Mr Stepashin, a former interior minister and ex-head of domestic intelligence, played a part in the sending of forces into Chechnya in 1994. Yesterday he said he was "not afraid" of taking on the guerrillas but ruled out a new war.

The precise number of Islamic fighters surrounding the villages - Ansalta, Echeda, Miarso and Rokhota - was unclear. Initial estimates put them at 200 although the Russians talked of as many as 2,000. News that their leader is believed to be Mr Basayev horrified Russians. He led a flamboyant raid into Russia in 1995, taking 1,000 hostages. To Russian disgust, he and his men negotiated free passage home.

He leads an organisation called the Congress of the Nations of Ichkeria (Chechnya) and Dagestan. Sources within the congress told Interfax that the Islamic fighters in Dagestan were setting up a local government and Sharia courts in the seized areas. Pro-Wahhabi TV broadcasts were also being beamed into the area.

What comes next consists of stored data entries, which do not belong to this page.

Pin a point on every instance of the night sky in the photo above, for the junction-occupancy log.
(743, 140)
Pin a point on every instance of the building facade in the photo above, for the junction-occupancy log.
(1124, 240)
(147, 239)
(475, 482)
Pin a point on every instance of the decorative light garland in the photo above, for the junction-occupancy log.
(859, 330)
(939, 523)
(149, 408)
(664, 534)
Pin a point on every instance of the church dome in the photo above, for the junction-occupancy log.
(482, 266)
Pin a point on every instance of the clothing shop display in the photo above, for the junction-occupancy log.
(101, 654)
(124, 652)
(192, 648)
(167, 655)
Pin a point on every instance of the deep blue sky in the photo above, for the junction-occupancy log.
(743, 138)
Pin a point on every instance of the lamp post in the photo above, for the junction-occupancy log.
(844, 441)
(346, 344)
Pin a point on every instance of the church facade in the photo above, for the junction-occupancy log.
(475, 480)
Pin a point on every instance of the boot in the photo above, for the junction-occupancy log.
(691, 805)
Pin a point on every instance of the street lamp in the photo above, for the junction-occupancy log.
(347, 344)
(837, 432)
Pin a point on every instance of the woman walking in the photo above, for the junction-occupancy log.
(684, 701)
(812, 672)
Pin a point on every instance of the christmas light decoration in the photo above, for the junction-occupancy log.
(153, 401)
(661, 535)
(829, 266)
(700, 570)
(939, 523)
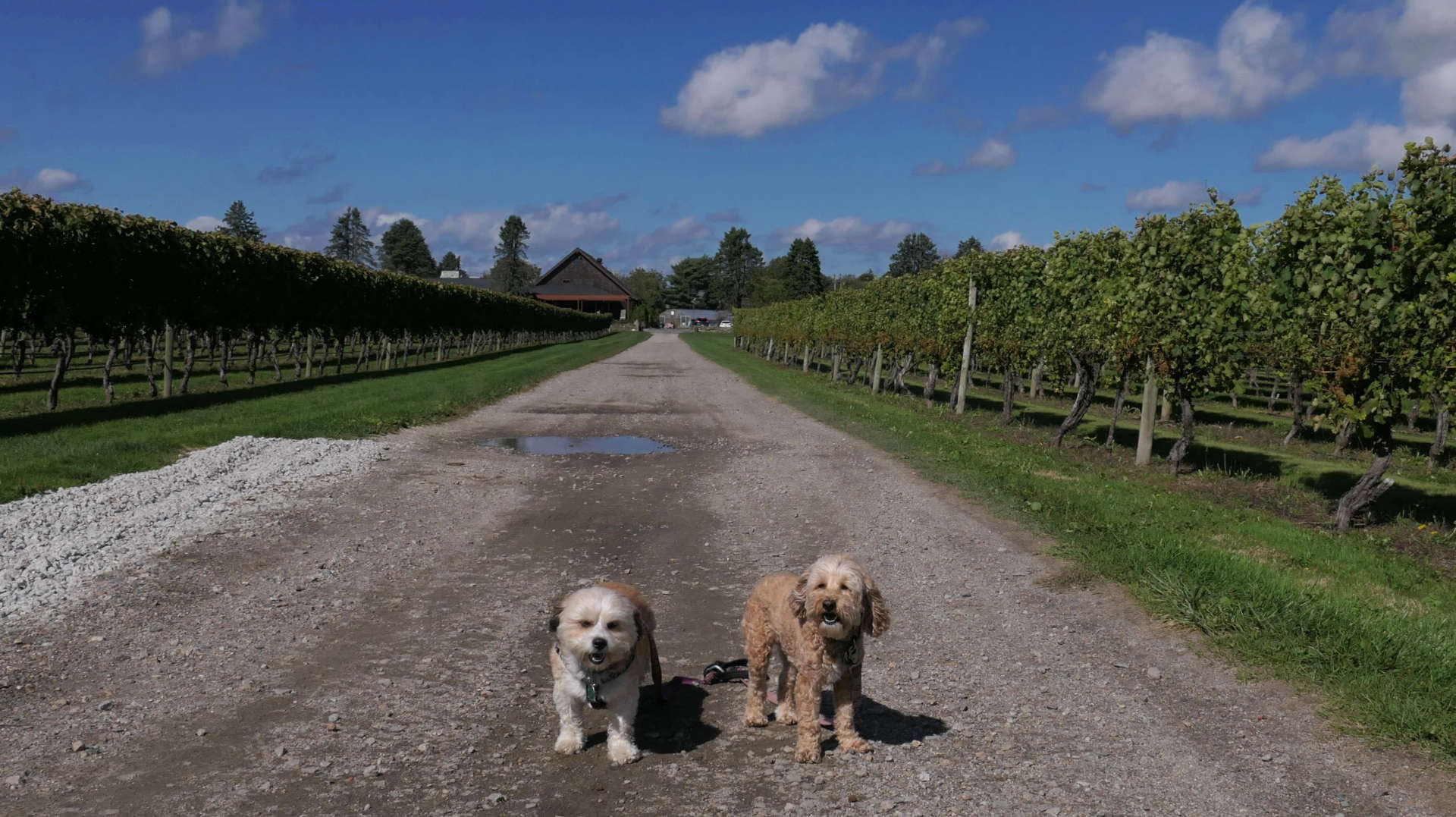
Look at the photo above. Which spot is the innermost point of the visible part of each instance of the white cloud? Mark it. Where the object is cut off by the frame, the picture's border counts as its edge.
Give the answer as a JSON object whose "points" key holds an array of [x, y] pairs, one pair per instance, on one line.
{"points": [[1006, 240], [934, 168], [1357, 147], [47, 181], [55, 180], [993, 153], [750, 90], [849, 232], [1257, 61], [168, 42], [555, 228], [1171, 197], [1414, 41]]}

Russia's border area in the north Caucasus has long been unstable - with regular bombings, wholesale kidnappings, and fire fights between Russian forces and local paramilitaries. But the possibility of a new war there is a nightmare for Moscow. Defeat in the 21-month Chechen war taught it the impossibility of controlling a mountainous Muslim region which has never accepted rule by Orthodox Russia.

Yet the latest events - which follow weeks of skirmishing - place Moscow in a quandary. Dagestan provides access to the Caspian Sea, and is a trans-shipment route for oil. Its loss would been seen in Moscow as evidence that Islam is making dangerous incursions. At present, secession looks improbable. Dagestan, with some 30, often divided, nationalities, is riddled with clan conflict and organised crime. Much more likely is a slide into local civil strife, which Moscow will - with difficulty - try to control.